As the cloud-native ecosystem continues to evolve, most of the current Kubernetes-based cloud-native technologies almost always adopt the CRD + Controller model. Even without a custom CRD, there will be a need for a controller to detect resources of interest and do the work required by the business when their state changes.

controller-runtime is a relatively good tool provided by the Kubernetes community to quickly build a set of watch for ApiServer. This article will give a brief summary and introduction of how controller-runtime works and how it is used in different scenarios.

Architecture

The architecture of controller-runtime can be summarized in the following diagram. Note: Webhook is not in the scope of this article, so it is omitted from the diagram.

controller-runtime Architecture

The main components are Manager and Reconciler created by the user and Cache and Controller started by Controller Runtime itself. First, the user side, Manager is created by the user during initialization and used to start the Controller Runtime components; Reconciler is a component that the user needs to provide to handle their own business logic.
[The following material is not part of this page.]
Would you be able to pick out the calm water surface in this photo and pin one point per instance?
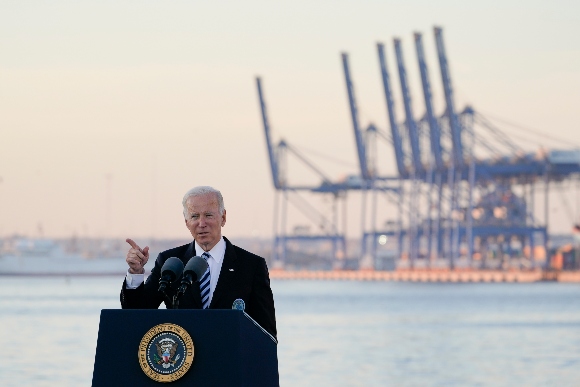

The controller-runtime component, Cache, as the name implies, is a cache, which is used to establish the Informer’s connection to the ApiServer to watch the resources and push the watched objects into the queue; the Controller will register the eventHandler with the Informer on the one hand, and get the data from the queue on the other. On the other hand, the controller will take data from the queue and execute the user-side Reconciler functions.

The entire workflow on the controller-runtime side is as follows.

controller-runtime workflow

First, the Controller registers a resource-specific eventHandler with the Informer; then the Cache starts the Informer, which sends a request to the ApiServer to establish a connection; when the Informer detects a resource change, it uses the When the Informer detects a resource change, it uses the eventHandler registered with the Controller to determine if it is pushed into the queue; when an element is pushed into the queue, the Controller takes the element out and executes the Reconciler on the user side.

Usage

The following describes several different scenarios of usage.

General Usage

We are already familiar with the usage of controller-runtime, and the simplest usage can be expressed in the following code.

 1
 2
 3
 4
 5
 6
 7
 8
 9
10
11
12
13
14
15
16
17
18
19
20
21
22
23
24
func start() {
    scheme := runtime.NewScheme()
    _ = corev1.AddToScheme(scheme)
    // 1. init Manager
    mgr, _ := ctrl.NewManager(ctrl.GetConfigOrDie(), ctrl.Options{
        Scheme: scheme,
        Port:   9443,
    })
    // 2. init Reconciler(Controller)
    _ = ctrl.NewControllerManagedBy(mgr).
        For(&corev1.Pod{}).
        Complete(&ApplicationReconciler{})

    // 3. start Manager
    if err := mgr.Start(ctrl.SetupSignalHandler()); err != nil {
    }
}

type ApplicationReconciler struct {
}

func (a ApplicationReconciler) Reconcile(ctx context.Context, request reconcile.Request) (reconcile.Result, error) {
    return reconcile.Result{}, nil
}

The first step is to initialize the Manager and generate a default configuration of the Cache.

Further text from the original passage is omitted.